She modelled on the catwalks of Paris and London before finding work as a producer's secretary at the BBC. Valery's acting career began in 1949 by winning a role in the Sid Field comedy Cardboard Cavalier, and portrayed the mistress of Ascoyne D'Ascoyne (Alec Guinness) in Kind Hearts and Coronets that same year. She then went to the Rank Charm School and took small roles in films such as What the Butler Saw and King of the Underworld, ( billed as Anne Valerie), and One Way Out (film), between 1950 and 1955. However, Valery's career in acting was not established, so she gave her attention to presenting on television, working for the ITV company Associated-Rediffusion and on afternoon programmes for the BBC. She later worked as an assistant to the editor of The Observers home page and as a mechanic/deckhand on a charter boat operating in the Mediterranean.

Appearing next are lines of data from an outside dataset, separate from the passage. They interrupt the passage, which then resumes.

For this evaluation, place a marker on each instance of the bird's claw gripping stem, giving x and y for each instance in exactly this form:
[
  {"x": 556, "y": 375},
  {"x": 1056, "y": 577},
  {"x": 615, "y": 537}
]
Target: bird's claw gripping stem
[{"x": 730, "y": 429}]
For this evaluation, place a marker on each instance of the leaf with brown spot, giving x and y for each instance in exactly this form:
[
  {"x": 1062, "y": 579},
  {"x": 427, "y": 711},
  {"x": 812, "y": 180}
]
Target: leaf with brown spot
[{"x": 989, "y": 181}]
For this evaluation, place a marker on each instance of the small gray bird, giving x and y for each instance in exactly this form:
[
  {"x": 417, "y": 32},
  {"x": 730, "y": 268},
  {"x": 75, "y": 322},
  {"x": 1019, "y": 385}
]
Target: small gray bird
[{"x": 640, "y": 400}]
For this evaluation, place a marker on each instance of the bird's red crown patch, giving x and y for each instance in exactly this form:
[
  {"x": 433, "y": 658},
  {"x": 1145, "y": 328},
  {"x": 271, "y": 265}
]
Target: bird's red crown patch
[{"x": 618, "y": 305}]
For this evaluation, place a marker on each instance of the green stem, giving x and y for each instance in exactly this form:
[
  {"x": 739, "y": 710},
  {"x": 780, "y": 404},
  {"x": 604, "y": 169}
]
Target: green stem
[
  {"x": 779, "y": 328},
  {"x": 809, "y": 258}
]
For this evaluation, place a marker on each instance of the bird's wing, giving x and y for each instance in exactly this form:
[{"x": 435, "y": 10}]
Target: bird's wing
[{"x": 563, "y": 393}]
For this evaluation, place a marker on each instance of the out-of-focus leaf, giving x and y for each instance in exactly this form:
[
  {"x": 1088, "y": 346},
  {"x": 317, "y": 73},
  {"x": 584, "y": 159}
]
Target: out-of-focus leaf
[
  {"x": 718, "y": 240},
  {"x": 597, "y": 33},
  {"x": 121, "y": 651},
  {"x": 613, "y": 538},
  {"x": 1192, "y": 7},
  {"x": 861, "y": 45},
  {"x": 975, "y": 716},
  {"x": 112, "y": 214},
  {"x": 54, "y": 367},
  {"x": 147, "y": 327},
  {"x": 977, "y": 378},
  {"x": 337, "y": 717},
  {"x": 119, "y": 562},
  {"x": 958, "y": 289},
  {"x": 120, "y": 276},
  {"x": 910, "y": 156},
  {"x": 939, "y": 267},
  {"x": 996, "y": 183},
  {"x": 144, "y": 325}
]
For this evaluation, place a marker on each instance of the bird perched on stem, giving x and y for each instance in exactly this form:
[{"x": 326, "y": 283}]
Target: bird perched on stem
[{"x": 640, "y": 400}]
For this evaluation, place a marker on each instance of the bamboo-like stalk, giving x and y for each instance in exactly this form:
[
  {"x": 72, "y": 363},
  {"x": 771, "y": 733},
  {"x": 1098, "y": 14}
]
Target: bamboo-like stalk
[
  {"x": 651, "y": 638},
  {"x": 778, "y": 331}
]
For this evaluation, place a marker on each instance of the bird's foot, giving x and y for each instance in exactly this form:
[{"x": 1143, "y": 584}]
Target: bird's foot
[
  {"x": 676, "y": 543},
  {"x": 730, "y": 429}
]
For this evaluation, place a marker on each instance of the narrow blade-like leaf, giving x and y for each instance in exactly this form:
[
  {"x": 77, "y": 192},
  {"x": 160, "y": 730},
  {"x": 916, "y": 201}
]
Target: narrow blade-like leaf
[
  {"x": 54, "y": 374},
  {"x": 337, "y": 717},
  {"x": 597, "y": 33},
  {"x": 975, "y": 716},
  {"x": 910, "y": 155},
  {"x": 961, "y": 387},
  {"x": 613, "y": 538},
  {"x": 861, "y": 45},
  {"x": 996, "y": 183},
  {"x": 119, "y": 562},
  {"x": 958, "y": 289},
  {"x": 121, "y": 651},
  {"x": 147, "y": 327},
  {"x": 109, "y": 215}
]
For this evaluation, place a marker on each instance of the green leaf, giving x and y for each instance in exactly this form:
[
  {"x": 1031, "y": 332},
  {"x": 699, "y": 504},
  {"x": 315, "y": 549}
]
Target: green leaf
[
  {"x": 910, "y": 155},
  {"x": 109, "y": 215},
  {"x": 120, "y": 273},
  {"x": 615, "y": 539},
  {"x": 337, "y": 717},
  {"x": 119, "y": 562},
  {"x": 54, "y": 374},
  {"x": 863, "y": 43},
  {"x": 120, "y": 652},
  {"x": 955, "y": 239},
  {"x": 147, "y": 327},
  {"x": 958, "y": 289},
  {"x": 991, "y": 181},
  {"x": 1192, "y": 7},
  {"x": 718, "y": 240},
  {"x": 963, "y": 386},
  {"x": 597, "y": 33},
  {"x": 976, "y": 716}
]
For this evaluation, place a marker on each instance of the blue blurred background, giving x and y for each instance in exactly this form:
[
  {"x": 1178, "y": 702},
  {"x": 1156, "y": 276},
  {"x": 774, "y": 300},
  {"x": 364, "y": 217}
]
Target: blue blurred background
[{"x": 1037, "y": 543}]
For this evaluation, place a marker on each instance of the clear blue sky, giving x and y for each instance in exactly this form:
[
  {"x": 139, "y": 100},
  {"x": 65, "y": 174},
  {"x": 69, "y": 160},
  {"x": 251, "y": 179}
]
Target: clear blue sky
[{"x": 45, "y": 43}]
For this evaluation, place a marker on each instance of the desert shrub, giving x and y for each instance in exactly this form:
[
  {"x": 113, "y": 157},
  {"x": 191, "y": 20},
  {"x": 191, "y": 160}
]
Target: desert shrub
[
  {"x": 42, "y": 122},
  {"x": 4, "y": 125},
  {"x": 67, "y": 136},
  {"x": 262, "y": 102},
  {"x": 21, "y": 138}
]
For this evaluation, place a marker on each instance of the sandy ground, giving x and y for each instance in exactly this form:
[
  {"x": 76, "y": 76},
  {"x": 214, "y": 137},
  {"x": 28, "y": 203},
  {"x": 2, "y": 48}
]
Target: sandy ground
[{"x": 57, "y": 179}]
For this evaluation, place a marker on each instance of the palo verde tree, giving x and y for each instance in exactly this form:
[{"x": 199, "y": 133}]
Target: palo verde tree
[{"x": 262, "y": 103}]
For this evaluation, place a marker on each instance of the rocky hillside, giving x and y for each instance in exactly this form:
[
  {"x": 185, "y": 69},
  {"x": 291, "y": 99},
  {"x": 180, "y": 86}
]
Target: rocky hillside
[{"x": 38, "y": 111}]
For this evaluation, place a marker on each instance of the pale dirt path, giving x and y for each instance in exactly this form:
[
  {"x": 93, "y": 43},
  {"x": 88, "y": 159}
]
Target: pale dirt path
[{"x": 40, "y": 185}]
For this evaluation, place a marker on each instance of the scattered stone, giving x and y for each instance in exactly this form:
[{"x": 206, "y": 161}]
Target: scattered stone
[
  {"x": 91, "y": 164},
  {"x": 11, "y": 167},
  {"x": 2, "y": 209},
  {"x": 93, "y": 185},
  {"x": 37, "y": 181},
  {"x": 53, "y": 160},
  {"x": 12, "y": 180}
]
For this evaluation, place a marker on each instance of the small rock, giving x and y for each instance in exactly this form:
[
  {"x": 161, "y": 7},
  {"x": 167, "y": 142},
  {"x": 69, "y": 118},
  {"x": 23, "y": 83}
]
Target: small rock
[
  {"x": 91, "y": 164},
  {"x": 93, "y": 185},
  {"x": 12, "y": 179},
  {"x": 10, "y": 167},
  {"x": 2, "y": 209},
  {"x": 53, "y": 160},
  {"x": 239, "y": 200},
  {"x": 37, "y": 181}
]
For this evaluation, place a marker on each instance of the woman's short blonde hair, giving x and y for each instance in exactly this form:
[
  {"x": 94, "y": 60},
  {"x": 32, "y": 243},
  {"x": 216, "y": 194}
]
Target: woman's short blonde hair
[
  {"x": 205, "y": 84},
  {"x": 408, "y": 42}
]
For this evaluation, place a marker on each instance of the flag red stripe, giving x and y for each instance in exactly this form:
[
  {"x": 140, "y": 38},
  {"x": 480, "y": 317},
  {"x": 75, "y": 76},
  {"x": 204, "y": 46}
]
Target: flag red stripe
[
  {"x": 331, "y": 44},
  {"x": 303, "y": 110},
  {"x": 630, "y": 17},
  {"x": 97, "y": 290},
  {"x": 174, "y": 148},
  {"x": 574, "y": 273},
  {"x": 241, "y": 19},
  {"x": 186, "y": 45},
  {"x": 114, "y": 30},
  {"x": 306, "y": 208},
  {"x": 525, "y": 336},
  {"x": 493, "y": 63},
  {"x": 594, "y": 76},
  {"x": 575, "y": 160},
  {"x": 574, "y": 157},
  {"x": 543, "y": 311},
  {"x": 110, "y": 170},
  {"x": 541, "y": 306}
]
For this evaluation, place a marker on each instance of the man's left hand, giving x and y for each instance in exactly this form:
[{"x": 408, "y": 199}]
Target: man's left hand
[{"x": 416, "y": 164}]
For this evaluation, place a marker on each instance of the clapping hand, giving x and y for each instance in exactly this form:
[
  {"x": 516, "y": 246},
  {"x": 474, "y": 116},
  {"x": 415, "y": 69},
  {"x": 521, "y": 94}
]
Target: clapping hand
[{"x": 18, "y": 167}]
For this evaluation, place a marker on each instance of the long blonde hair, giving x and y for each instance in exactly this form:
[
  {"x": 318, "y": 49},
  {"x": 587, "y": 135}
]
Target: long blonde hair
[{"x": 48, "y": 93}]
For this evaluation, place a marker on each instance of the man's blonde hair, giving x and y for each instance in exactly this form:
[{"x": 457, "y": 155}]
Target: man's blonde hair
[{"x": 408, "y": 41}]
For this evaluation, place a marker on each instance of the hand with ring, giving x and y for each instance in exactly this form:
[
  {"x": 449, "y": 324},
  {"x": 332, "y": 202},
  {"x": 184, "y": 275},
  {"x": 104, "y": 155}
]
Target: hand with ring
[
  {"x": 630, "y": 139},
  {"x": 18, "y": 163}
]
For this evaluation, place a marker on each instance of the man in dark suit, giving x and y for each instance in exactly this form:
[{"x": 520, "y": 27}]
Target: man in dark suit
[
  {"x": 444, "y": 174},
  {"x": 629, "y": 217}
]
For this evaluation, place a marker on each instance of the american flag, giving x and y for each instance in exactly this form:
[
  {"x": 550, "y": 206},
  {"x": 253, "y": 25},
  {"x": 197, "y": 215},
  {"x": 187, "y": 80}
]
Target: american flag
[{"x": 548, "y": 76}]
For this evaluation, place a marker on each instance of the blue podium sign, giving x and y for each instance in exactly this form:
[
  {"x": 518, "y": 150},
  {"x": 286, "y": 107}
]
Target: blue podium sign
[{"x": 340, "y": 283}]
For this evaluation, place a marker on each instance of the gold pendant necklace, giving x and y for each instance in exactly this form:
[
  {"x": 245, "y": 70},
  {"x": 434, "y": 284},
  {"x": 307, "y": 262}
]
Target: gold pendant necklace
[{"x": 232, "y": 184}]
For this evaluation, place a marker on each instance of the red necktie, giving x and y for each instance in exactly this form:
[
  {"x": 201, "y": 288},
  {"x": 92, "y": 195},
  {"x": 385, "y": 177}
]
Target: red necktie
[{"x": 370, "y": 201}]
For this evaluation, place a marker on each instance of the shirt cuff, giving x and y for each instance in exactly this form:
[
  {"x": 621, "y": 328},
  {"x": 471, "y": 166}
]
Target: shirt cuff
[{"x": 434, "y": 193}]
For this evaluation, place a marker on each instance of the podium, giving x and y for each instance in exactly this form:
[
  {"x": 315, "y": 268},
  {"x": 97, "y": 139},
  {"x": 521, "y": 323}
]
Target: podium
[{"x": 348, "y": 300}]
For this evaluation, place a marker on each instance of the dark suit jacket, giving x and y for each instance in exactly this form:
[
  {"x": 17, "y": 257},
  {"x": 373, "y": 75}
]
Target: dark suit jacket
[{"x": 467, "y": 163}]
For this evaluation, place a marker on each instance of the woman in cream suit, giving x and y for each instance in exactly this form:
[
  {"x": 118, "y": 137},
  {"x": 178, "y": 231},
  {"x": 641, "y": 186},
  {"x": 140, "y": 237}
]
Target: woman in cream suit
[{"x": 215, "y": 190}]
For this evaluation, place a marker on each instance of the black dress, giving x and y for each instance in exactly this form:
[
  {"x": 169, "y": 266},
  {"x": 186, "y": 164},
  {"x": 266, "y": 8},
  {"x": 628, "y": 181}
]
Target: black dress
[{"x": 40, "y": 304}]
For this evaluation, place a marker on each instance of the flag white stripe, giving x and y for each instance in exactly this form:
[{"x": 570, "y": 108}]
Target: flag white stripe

By the late 1960s, Valery operated a second-hand shop that sold clothes and bric-a-brac in West London's Portobello Road. Her partner Robin Jacques (the brother of the actress Hattie Jacques) encouraged her to write two volumes of autobiography: Baron Von Kodak, Shirley Temple and Me (1976) and The Edge of Smile (1977). Valery became settled as a full-time writer in the mid 1970s by not only writing her autobiography volumes but wrote scripts for the television soaps Crossroads and Emmerdale as well as The Passing Out Parade and Nanny Knows Best. She contributed to the biography of her friend Quentin Crisp, The Stately Homo. Valery's script for The Passing Out Parade created issues for the six male directors who told her that women did not speak in that manner and that the drama was considered "too difficult" for early 1970s television. Her career progressed when the BBC asked her to write for the drama show about student nurses Angels. It was during the production of the show that Valery began a friendship with fellow writer Jill Hyem.

Valery and Hyem were commissioned by the BBC to write episodes for the BAFTA-nominated drama Tenko (1981–1985) after the first two episodes had been written by a male. During the writing of Tenko, Valery and Hyem faced opposition for their female points of view from men, including the producer Ken Riddington. Riddington, "a wonderful man" according to Valery, had expected the story lines would receive a more "romantic treatment". The year after the final episode of Tenko was broadcast, she assisted Hyem in writing a feature-length episode, Tenko Reunion, for which Valery wrote the accompanying novel. Valery later wrote the 1986 drama series Ladies in Charge which was about an employment agency established after World War I to aid women leaving the front lines with their independence.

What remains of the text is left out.